Heterogeneous Multi-agent Collaboration in UAV-assisted Mobile Crowdsensing Networks
Xianyang Deng, Wenshuai Liu, Yaru FuB, Qi Zhu
TL;DR
The paper addresses joint optimization of time-slot partitioning, user-UAV association, bandwidth and computation resource allocation, and UAV trajectory in a multi-UAV mobile crowdsensing network. It formulates the problem as a non-convex stochastic optimization and reframes it as a partially observable Markov decision process (POMDP), solved via the CKAN-HAPPO MADRL framework that combines a CNN with a Kolmogorov-Arnold Network (KAN). A key innovation is the closed-form reduction of the user computation frequency and the hybrid CNN+KAN actor design with spline activations to model complex state-action dependencies efficiently.

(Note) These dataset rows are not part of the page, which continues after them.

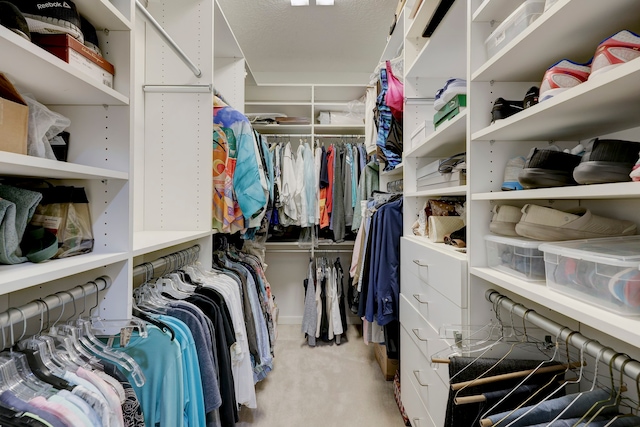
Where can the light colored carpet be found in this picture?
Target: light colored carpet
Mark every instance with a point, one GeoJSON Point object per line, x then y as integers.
{"type": "Point", "coordinates": [328, 386]}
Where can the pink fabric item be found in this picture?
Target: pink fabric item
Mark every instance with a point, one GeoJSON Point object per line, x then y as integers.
{"type": "Point", "coordinates": [67, 417]}
{"type": "Point", "coordinates": [108, 392]}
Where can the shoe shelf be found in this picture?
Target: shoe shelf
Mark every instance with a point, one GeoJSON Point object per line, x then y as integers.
{"type": "Point", "coordinates": [621, 327]}
{"type": "Point", "coordinates": [150, 241]}
{"type": "Point", "coordinates": [103, 14]}
{"type": "Point", "coordinates": [440, 247]}
{"type": "Point", "coordinates": [441, 56]}
{"type": "Point", "coordinates": [604, 104]}
{"type": "Point", "coordinates": [458, 190]}
{"type": "Point", "coordinates": [494, 10]}
{"type": "Point", "coordinates": [618, 190]}
{"type": "Point", "coordinates": [20, 165]}
{"type": "Point", "coordinates": [22, 276]}
{"type": "Point", "coordinates": [570, 29]}
{"type": "Point", "coordinates": [447, 140]}
{"type": "Point", "coordinates": [50, 79]}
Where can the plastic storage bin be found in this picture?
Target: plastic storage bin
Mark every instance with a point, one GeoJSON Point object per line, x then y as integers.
{"type": "Point", "coordinates": [515, 23]}
{"type": "Point", "coordinates": [603, 272]}
{"type": "Point", "coordinates": [518, 257]}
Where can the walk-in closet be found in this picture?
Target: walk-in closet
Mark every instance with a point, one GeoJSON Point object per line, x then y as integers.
{"type": "Point", "coordinates": [381, 213]}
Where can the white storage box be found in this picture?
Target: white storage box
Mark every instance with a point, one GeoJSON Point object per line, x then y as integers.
{"type": "Point", "coordinates": [418, 135]}
{"type": "Point", "coordinates": [515, 23]}
{"type": "Point", "coordinates": [518, 257]}
{"type": "Point", "coordinates": [603, 272]}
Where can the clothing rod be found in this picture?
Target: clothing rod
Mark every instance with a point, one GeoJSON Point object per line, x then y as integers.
{"type": "Point", "coordinates": [594, 348]}
{"type": "Point", "coordinates": [173, 261]}
{"type": "Point", "coordinates": [299, 135]}
{"type": "Point", "coordinates": [178, 88]}
{"type": "Point", "coordinates": [309, 250]}
{"type": "Point", "coordinates": [15, 316]}
{"type": "Point", "coordinates": [167, 38]}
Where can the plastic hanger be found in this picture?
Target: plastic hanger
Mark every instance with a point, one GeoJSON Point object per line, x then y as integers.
{"type": "Point", "coordinates": [484, 420]}
{"type": "Point", "coordinates": [616, 400]}
{"type": "Point", "coordinates": [94, 345]}
{"type": "Point", "coordinates": [593, 384]}
{"type": "Point", "coordinates": [563, 385]}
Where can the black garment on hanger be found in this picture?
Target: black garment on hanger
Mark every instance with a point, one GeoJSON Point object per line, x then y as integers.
{"type": "Point", "coordinates": [468, 415]}
{"type": "Point", "coordinates": [229, 409]}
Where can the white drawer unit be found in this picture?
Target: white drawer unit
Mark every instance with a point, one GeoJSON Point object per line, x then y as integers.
{"type": "Point", "coordinates": [445, 271]}
{"type": "Point", "coordinates": [417, 370]}
{"type": "Point", "coordinates": [431, 304]}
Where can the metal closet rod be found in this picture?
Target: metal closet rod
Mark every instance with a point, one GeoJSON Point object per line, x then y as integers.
{"type": "Point", "coordinates": [18, 315]}
{"type": "Point", "coordinates": [167, 38]}
{"type": "Point", "coordinates": [592, 347]}
{"type": "Point", "coordinates": [299, 135]}
{"type": "Point", "coordinates": [173, 261]}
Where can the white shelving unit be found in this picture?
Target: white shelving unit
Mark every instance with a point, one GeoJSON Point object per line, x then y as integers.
{"type": "Point", "coordinates": [605, 106]}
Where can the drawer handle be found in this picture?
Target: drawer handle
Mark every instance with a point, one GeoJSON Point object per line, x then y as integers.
{"type": "Point", "coordinates": [417, 297]}
{"type": "Point", "coordinates": [415, 332]}
{"type": "Point", "coordinates": [417, 375]}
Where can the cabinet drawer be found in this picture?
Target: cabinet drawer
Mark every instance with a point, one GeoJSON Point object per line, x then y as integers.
{"type": "Point", "coordinates": [445, 272]}
{"type": "Point", "coordinates": [433, 392]}
{"type": "Point", "coordinates": [416, 411]}
{"type": "Point", "coordinates": [424, 339]}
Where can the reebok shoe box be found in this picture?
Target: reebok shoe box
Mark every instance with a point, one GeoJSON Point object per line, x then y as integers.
{"type": "Point", "coordinates": [14, 118]}
{"type": "Point", "coordinates": [77, 55]}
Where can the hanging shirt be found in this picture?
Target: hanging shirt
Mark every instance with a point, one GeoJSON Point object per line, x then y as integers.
{"type": "Point", "coordinates": [310, 193]}
{"type": "Point", "coordinates": [246, 176]}
{"type": "Point", "coordinates": [161, 397]}
{"type": "Point", "coordinates": [384, 273]}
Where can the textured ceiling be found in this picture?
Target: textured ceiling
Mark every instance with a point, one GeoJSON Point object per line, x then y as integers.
{"type": "Point", "coordinates": [311, 44]}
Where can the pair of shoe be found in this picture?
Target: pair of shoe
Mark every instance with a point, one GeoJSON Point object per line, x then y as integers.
{"type": "Point", "coordinates": [450, 89]}
{"type": "Point", "coordinates": [618, 49]}
{"type": "Point", "coordinates": [601, 161]}
{"type": "Point", "coordinates": [48, 17]}
{"type": "Point", "coordinates": [503, 108]}
{"type": "Point", "coordinates": [548, 224]}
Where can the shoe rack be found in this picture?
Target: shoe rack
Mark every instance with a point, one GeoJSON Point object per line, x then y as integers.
{"type": "Point", "coordinates": [441, 286]}
{"type": "Point", "coordinates": [144, 158]}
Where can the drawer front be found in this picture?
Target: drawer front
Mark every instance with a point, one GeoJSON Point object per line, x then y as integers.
{"type": "Point", "coordinates": [415, 410]}
{"type": "Point", "coordinates": [431, 304]}
{"type": "Point", "coordinates": [442, 271]}
{"type": "Point", "coordinates": [432, 391]}
{"type": "Point", "coordinates": [424, 339]}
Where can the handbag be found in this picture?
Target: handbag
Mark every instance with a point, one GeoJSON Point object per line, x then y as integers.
{"type": "Point", "coordinates": [394, 98]}
{"type": "Point", "coordinates": [18, 241]}
{"type": "Point", "coordinates": [64, 211]}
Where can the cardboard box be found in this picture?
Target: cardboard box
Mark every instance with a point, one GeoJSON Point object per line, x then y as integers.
{"type": "Point", "coordinates": [77, 55]}
{"type": "Point", "coordinates": [388, 366]}
{"type": "Point", "coordinates": [14, 118]}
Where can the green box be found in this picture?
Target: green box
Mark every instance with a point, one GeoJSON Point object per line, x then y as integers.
{"type": "Point", "coordinates": [450, 110]}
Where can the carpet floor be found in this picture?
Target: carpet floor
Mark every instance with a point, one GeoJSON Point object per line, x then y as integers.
{"type": "Point", "coordinates": [328, 385]}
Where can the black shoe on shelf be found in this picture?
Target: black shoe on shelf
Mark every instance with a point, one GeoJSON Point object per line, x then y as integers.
{"type": "Point", "coordinates": [548, 168]}
{"type": "Point", "coordinates": [607, 160]}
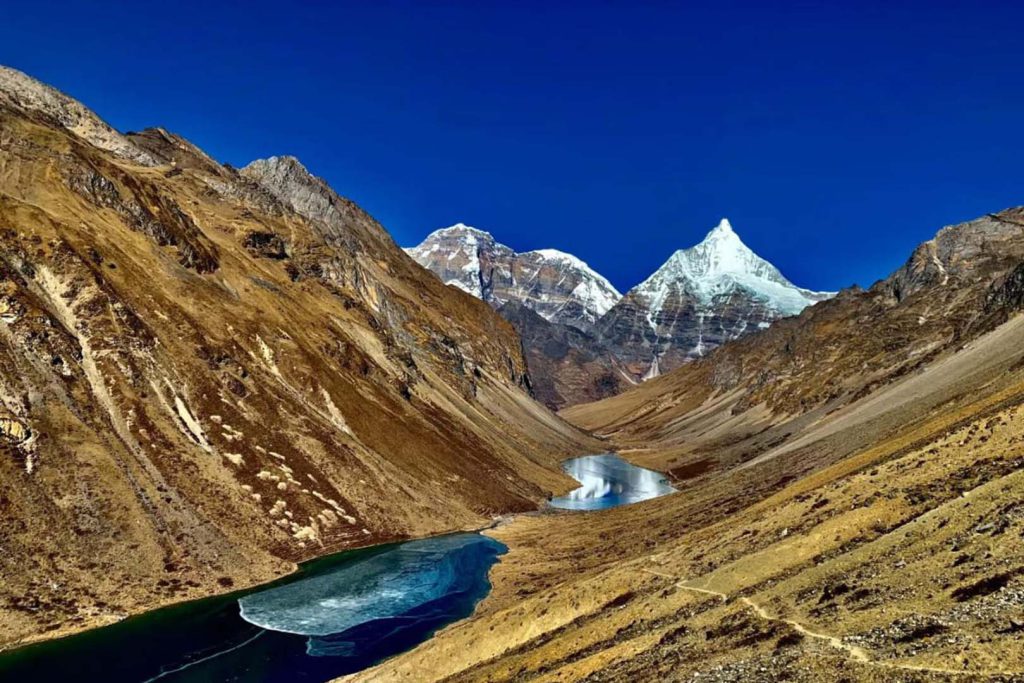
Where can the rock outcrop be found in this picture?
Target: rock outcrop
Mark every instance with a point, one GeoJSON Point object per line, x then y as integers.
{"type": "Point", "coordinates": [558, 287]}
{"type": "Point", "coordinates": [208, 375]}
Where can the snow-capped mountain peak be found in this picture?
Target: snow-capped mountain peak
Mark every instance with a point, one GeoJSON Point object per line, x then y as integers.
{"type": "Point", "coordinates": [557, 286]}
{"type": "Point", "coordinates": [720, 264]}
{"type": "Point", "coordinates": [700, 297]}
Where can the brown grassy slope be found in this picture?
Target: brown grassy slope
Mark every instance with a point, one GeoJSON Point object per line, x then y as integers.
{"type": "Point", "coordinates": [876, 536]}
{"type": "Point", "coordinates": [757, 392]}
{"type": "Point", "coordinates": [905, 559]}
{"type": "Point", "coordinates": [201, 384]}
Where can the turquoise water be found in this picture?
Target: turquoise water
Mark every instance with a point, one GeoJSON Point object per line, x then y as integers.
{"type": "Point", "coordinates": [607, 480]}
{"type": "Point", "coordinates": [337, 615]}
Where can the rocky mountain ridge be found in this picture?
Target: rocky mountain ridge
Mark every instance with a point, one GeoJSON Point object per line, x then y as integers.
{"type": "Point", "coordinates": [697, 300]}
{"type": "Point", "coordinates": [700, 298]}
{"type": "Point", "coordinates": [559, 287]}
{"type": "Point", "coordinates": [209, 375]}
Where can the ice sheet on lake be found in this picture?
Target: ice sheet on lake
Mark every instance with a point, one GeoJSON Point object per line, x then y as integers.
{"type": "Point", "coordinates": [387, 588]}
{"type": "Point", "coordinates": [607, 480]}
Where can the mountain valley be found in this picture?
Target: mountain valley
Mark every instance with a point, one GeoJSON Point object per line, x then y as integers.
{"type": "Point", "coordinates": [214, 374]}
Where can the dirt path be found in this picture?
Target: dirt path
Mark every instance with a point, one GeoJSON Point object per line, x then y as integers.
{"type": "Point", "coordinates": [856, 653]}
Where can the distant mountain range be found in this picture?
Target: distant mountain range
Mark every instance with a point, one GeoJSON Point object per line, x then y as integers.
{"type": "Point", "coordinates": [697, 300]}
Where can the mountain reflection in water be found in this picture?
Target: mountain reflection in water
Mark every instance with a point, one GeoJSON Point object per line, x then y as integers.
{"type": "Point", "coordinates": [607, 480]}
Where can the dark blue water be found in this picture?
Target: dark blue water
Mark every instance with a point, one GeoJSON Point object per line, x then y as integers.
{"type": "Point", "coordinates": [607, 480]}
{"type": "Point", "coordinates": [338, 615]}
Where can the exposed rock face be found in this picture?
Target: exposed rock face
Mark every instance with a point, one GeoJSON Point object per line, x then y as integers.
{"type": "Point", "coordinates": [962, 284]}
{"type": "Point", "coordinates": [700, 298]}
{"type": "Point", "coordinates": [208, 375]}
{"type": "Point", "coordinates": [567, 366]}
{"type": "Point", "coordinates": [557, 286]}
{"type": "Point", "coordinates": [17, 89]}
{"type": "Point", "coordinates": [552, 298]}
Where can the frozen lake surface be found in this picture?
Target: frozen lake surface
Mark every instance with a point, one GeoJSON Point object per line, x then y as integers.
{"type": "Point", "coordinates": [337, 615]}
{"type": "Point", "coordinates": [607, 480]}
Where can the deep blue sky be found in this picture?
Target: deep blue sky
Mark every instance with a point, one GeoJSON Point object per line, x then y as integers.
{"type": "Point", "coordinates": [836, 136]}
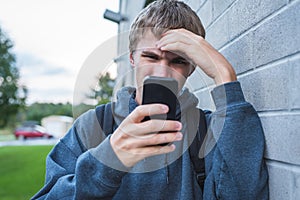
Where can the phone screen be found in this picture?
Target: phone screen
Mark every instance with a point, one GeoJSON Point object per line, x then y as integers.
{"type": "Point", "coordinates": [161, 90]}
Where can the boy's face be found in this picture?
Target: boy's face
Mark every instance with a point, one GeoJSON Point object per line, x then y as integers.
{"type": "Point", "coordinates": [148, 60]}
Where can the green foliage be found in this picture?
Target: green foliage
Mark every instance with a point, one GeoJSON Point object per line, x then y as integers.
{"type": "Point", "coordinates": [12, 95]}
{"type": "Point", "coordinates": [37, 111]}
{"type": "Point", "coordinates": [22, 171]}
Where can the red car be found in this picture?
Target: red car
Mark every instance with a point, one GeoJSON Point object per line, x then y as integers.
{"type": "Point", "coordinates": [34, 131]}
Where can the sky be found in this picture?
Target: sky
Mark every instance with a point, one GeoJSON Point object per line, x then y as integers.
{"type": "Point", "coordinates": [52, 39]}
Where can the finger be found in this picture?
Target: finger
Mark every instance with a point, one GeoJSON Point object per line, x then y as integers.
{"type": "Point", "coordinates": [160, 138]}
{"type": "Point", "coordinates": [147, 110]}
{"type": "Point", "coordinates": [154, 150]}
{"type": "Point", "coordinates": [152, 126]}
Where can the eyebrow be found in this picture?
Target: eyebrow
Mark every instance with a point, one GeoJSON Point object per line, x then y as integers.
{"type": "Point", "coordinates": [150, 53]}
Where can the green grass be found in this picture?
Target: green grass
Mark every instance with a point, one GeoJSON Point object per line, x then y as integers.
{"type": "Point", "coordinates": [6, 134]}
{"type": "Point", "coordinates": [22, 171]}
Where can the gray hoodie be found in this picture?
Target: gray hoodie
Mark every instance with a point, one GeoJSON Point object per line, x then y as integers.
{"type": "Point", "coordinates": [84, 166]}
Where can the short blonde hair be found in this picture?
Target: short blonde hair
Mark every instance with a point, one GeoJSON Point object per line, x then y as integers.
{"type": "Point", "coordinates": [163, 15]}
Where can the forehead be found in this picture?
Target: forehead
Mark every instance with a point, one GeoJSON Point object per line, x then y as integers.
{"type": "Point", "coordinates": [147, 44]}
{"type": "Point", "coordinates": [147, 41]}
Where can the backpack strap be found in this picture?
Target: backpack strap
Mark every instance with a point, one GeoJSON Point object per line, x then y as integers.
{"type": "Point", "coordinates": [105, 118]}
{"type": "Point", "coordinates": [198, 163]}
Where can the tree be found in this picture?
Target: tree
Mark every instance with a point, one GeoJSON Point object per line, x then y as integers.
{"type": "Point", "coordinates": [12, 95]}
{"type": "Point", "coordinates": [104, 91]}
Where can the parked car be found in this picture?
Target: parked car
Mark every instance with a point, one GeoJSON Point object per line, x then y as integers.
{"type": "Point", "coordinates": [32, 131]}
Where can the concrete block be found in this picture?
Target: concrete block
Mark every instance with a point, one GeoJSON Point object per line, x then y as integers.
{"type": "Point", "coordinates": [278, 37]}
{"type": "Point", "coordinates": [267, 89]}
{"type": "Point", "coordinates": [295, 83]}
{"type": "Point", "coordinates": [282, 137]}
{"type": "Point", "coordinates": [195, 4]}
{"type": "Point", "coordinates": [239, 54]}
{"type": "Point", "coordinates": [198, 80]}
{"type": "Point", "coordinates": [217, 33]}
{"type": "Point", "coordinates": [284, 181]}
{"type": "Point", "coordinates": [205, 13]}
{"type": "Point", "coordinates": [220, 6]}
{"type": "Point", "coordinates": [246, 13]}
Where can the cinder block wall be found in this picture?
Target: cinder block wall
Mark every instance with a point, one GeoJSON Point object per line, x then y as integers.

Numerical results show CKAN-HAPPO outperforms CNN-HAPPO and MLP-HAPPO baselines, with data processing increasing as more UAVs are deployed but experiencing diminishing returns due to bandwidth limits, indicating practical gains for UAV-assisted MCS.
Abstract
Unmanned aerial vehicles (UAVs)-assisted mobile crowdsensing (MCS) has emerged as a promising paradigm for data collection. However, challenges such as spectrum scarcity, device heterogeneity, and user mobility hinder efficient coordination of sensing, communication, and computation. To tackle these issues, we propose a joint optimization framework that integrates time slot partition for sensing, communication, and computation phases, resource allocation, and UAV 3D trajectory planning, aiming to maximize the amount of processed sensing data. The problem is formulated as a non-convex stochastic optimization and further modeled as a partially observable Markov decision process (POMDP) that can be solved by multi-agent deep reinforcement learning (MADRL) algorithm. To overcome the limitations of conventional multi-layer perceptron (MLP) networks, we design a novel MADRL algorithm with hybrid actor network. The newly developed method is based on heterogeneous agent proximal policy optimization (HAPPO), empowered by convolutional neural networks (CNN) for feature extraction and Kolmogorov-Arnold networks (KAN) to capture structured state-action dependencies. Extensive numerical results demonstrate that our proposed method achieves significant improvements in the amount of processed sensing data when compared with other benchmarks.